Tuesday, February 27, 2018

When almost 2,000 Canadians left Montreal to live in the Soviet Union

 
 Soviet propaganda enraged traditional Canadian and Quebec power elites, as the Communists brazenly attacked capitalism and sacred religious beliefs in the years following World War II.
   Soviets typically described Canada as a place where citizens commit suicide and work as powerless wage slaves.
   Local clergy and professional classes were further enraged when the message hit home, as almost two thousand left Canada from the Montreal port to return to live in the Soviet Union.
   The episodes of 1947-48 form perhaps the most dramatic tale of return migration from Canada, an oft-overlooked phenomenon. Most assume that immigrants come to countries like Canada to stay forever, many actually seek to return to their homeland.
  To this day many immigrants quietly return to their home countries, but the totals remain vague.       
    However it's known that 1,869 Croatian Canadians boarded the Radnik from Montreal to return to live in what was then known as Southern Yugoslavia.
   Those departing came from all across Canada, including Montreal, where one report has 71 local Croatians on the ship that left May 20, 1947.
   Tickets for the ship were a bargain $130, those aged between 7 and 14 paid only $65 and those under seven traveled for free.
   Yugoslavian community groups teamed up with embassy officials to promote favour for the return-to-Yugoslavia movement and as a result the Radnik carried 450 returners on 13 August 1947, 320 on 28 October 1947 and 354 on 26 June 1948.
    Husbands usually made the decision on behalf of their entire families. Wives were often reluctant but had to go along.
   Not only the less-well-off were attracted to return, as interviews demonstrated that many were doing well in Canada.
    Others cited their desire to leave physically-challenging resource industry jobs in often remote areas and felt that younger workers might displace them in their jobs.
   Some felt a patriotic pang to return to their homeland, as Yugoslavia was slammed by the war, losing 10 percent of its entire population, with 1.7 million casualties. The patriotic reconstruction effort beckoned as volunteers were needed to build railways and other infrastructure.
    For a while the return initiative became a sacred cow among the Croatian-Canadian demographic, and when one Vancouver hotelier returned with less-than-glowing description of his trip back home, he was viciously denounced as a traitor.
   Le Devoir newspaper when he spoke negatively about Canada in an interview published in The Montreal Herald.
from Mracevich
Branko Vukelic, the Yugoslavian government's man-in-Montreal drew considerable ire from
    The assistant-ambassador Vukelic married Kirkland Lake's  Mary Segina and had two children with her, Slobodan and Miran.
    Vukelic was recalled to Moscow in 1948 after criticizing the Soviet Union and was sentenced to five years in prison in Moscow.
   He was then given work as a metallurgist and his wife and kids patiently waited for eight years for his return.
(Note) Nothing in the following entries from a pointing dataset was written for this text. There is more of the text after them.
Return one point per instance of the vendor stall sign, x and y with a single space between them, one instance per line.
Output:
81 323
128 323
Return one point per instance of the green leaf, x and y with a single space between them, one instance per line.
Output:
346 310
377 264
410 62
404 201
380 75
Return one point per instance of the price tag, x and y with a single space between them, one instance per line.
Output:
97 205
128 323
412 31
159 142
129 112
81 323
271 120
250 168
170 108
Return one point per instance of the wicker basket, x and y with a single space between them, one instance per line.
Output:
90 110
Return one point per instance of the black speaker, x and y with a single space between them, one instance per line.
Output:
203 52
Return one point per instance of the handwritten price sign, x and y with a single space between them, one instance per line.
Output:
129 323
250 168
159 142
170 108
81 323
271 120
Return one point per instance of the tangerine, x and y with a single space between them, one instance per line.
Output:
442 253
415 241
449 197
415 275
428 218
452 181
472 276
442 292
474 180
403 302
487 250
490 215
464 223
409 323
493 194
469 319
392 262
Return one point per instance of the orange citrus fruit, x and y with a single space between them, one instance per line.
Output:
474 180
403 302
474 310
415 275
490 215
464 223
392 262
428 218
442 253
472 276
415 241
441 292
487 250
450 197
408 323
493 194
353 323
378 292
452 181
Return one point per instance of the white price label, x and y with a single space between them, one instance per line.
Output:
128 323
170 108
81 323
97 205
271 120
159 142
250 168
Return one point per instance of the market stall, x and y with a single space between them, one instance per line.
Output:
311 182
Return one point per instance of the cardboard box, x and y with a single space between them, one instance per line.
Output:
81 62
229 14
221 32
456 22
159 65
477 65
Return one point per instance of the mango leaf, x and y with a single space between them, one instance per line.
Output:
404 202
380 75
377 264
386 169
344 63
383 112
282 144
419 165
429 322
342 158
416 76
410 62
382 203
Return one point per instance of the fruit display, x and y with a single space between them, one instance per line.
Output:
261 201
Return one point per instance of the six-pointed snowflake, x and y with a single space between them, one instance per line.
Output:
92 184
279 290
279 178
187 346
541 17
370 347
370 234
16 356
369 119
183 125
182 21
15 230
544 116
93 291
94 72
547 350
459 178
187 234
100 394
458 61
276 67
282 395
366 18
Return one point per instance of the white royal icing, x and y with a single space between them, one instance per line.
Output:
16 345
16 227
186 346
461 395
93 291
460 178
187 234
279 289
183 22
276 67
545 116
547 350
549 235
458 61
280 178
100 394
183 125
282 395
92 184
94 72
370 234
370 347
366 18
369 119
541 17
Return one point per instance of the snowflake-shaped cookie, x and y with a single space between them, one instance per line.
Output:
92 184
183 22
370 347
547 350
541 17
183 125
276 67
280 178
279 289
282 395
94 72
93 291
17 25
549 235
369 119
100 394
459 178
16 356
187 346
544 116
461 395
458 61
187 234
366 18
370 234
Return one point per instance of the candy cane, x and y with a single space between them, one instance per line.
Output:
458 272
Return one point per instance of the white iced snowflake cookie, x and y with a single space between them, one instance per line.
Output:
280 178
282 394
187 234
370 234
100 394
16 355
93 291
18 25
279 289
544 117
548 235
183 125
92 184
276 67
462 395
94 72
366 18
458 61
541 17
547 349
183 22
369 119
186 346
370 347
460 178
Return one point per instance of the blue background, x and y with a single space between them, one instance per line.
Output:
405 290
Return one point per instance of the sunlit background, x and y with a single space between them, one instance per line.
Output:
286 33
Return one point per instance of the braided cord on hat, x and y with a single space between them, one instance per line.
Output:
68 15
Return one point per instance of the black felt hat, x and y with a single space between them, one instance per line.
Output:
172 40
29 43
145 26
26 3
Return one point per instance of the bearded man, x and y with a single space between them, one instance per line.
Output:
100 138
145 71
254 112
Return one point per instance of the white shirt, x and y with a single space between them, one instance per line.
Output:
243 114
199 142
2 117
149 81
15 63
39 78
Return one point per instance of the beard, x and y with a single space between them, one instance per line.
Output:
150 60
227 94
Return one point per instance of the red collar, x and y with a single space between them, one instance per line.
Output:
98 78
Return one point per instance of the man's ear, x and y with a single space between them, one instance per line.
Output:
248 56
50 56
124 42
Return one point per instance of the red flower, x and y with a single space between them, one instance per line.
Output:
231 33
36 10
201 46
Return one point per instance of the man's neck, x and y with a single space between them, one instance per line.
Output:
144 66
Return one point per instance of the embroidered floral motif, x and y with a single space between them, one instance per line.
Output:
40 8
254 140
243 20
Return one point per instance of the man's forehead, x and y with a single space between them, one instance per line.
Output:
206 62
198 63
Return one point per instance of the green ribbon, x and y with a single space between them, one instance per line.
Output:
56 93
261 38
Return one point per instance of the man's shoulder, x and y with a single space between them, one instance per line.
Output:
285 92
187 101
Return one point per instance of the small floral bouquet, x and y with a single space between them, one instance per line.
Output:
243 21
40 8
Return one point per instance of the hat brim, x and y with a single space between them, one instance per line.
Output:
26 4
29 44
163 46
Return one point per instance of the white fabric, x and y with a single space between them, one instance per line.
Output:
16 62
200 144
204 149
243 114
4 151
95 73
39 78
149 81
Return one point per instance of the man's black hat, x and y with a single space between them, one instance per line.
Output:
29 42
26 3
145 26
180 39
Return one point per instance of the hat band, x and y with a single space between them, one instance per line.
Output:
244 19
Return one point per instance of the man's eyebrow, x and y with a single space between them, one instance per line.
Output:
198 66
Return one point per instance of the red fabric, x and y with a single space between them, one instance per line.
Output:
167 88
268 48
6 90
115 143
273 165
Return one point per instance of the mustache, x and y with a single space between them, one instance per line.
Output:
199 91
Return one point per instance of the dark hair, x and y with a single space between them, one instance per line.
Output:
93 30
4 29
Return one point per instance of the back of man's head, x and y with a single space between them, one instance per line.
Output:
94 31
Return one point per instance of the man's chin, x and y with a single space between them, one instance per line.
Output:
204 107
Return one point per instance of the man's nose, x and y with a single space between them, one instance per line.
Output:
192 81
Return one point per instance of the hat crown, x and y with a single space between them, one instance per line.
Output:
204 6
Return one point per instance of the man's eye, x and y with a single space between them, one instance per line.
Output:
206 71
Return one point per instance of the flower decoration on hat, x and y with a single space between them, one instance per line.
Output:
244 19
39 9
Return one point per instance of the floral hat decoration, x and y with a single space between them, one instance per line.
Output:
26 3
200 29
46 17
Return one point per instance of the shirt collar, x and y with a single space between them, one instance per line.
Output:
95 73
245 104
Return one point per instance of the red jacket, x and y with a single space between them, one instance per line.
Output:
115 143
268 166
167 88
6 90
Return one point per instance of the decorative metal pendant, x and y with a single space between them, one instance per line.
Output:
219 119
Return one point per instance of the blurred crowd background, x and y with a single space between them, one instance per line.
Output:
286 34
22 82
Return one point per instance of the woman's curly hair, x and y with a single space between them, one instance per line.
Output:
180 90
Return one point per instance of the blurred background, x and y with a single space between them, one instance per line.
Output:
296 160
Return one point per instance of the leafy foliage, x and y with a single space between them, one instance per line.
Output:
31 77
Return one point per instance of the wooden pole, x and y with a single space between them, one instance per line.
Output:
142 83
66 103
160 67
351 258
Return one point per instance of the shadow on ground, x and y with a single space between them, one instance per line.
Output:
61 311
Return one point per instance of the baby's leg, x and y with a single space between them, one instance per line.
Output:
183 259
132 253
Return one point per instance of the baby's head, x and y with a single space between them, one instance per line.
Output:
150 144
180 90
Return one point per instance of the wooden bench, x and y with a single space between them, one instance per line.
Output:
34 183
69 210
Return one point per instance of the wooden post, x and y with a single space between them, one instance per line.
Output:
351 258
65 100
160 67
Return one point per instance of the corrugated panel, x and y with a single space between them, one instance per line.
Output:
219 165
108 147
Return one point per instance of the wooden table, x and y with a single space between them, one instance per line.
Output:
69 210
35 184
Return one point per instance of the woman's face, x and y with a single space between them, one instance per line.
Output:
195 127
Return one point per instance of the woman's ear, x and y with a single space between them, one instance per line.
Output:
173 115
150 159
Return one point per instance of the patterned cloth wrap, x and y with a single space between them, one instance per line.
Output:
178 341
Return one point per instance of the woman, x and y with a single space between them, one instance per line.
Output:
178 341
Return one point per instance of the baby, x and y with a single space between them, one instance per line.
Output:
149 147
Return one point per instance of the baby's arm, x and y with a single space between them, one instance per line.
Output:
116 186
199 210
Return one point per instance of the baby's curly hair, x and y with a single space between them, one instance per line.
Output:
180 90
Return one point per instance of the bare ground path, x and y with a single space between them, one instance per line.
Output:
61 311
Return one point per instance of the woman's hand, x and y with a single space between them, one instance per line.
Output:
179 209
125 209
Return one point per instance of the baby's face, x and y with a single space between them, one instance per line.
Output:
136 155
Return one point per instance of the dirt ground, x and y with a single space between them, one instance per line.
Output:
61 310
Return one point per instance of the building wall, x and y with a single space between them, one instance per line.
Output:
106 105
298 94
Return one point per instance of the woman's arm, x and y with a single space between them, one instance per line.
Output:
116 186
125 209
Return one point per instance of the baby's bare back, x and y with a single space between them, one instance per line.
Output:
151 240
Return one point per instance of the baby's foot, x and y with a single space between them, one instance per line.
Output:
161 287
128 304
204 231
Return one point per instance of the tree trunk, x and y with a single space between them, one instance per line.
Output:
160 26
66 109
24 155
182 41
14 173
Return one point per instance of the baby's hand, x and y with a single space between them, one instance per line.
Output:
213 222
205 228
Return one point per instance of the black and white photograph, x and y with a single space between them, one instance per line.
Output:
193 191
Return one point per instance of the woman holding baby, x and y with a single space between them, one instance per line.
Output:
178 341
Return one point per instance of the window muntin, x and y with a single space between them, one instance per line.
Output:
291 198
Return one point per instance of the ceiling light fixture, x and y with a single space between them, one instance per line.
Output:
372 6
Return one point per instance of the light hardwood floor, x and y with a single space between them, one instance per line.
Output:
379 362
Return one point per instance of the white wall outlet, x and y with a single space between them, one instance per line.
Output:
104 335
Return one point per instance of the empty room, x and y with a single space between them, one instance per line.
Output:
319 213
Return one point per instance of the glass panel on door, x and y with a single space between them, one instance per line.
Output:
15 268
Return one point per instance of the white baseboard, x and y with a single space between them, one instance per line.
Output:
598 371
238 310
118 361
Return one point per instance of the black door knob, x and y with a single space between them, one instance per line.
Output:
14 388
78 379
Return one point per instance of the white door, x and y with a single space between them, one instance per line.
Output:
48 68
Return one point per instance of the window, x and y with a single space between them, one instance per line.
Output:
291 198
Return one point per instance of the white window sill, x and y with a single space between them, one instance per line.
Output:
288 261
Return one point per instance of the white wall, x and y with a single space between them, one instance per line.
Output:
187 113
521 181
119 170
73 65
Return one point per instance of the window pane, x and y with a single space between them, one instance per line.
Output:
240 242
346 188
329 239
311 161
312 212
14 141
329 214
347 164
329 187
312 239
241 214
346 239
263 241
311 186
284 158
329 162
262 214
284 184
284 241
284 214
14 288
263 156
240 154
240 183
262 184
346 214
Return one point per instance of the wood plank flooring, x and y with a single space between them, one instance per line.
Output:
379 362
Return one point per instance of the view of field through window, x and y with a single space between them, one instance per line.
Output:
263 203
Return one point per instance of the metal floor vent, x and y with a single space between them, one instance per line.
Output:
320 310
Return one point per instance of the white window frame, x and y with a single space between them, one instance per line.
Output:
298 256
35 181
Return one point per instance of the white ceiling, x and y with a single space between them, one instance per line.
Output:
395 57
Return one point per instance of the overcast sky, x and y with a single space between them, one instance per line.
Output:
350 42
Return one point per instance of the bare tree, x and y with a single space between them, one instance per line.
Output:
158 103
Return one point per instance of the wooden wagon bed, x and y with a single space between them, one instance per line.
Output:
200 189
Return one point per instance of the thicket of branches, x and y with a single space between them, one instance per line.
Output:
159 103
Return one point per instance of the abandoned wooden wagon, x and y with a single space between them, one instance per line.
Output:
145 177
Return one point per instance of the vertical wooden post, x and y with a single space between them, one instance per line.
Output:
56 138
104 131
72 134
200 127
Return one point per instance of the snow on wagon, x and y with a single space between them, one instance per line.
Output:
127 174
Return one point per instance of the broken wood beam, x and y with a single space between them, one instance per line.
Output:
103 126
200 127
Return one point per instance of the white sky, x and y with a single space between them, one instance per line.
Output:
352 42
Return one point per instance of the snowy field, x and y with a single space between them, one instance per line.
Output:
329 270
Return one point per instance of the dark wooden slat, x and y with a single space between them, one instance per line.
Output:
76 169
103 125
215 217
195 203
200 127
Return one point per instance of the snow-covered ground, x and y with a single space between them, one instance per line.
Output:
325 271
Finally in 1956 his wife Mary simply moved to Moscow with her kids to be with her husband. The family presumably became Soviet citizens.
    The return-to-Yugoslavia movement ended suddenly when a dispute with Yugoslavian leader Tito led the Soviet to expel Yugoslavia from the  Cominform in June 1948.
    Suddenly the same Croatian council that had encouraged the return to Yugoslavia had cooled on the entire concept and now warned of "terror and arrests" under Tito.
    The Radnik would ship off again from Montreal to Yugoslavia but only 22 Canadians boarded on 12 November 1948.
   The Canadian Croatian leaders expressed regret over the plan as they felt they lost the best and brightest of the Canadian Croatians, and considered the entire initiative a monumental mistake.
    Little is known of the fate and state of mind of the 1,869 Canadians who moved to Soviet Yugoslavia but at least one Montreal newspaper recounted a young man who returned to Montreal disappointed in 1951. "We got out of hell. We lost all we had and all we want now is to live like humans.*
Sources:

1 comment:

  1. Of course, plenty went over after the Revolution. Some got deported from the US after WWI, including Emma Goldman (she was born in Russia, did two years for speaking against WWI and ten deported on the grounds that she'd lost US citizenship when her former husband had. Big Bill Haywood of the IWW did time for being against the war and when out on bail fled to the USSR. I think others went to be a part of the revolution. Even those hard core were often disillusioned by what they saw.

    But in the thirties the USSR was industrializing and needed skilled workers. So people went over to work, for varying reasons got stranded there. Victor Herman and Alexander Dolgun went with their families and both landed in the Gulag, writing books when they finally got out if the USSR.

    I suspect most who went back were unhappy, they might still believe in the ideal, but Stalin was another matter.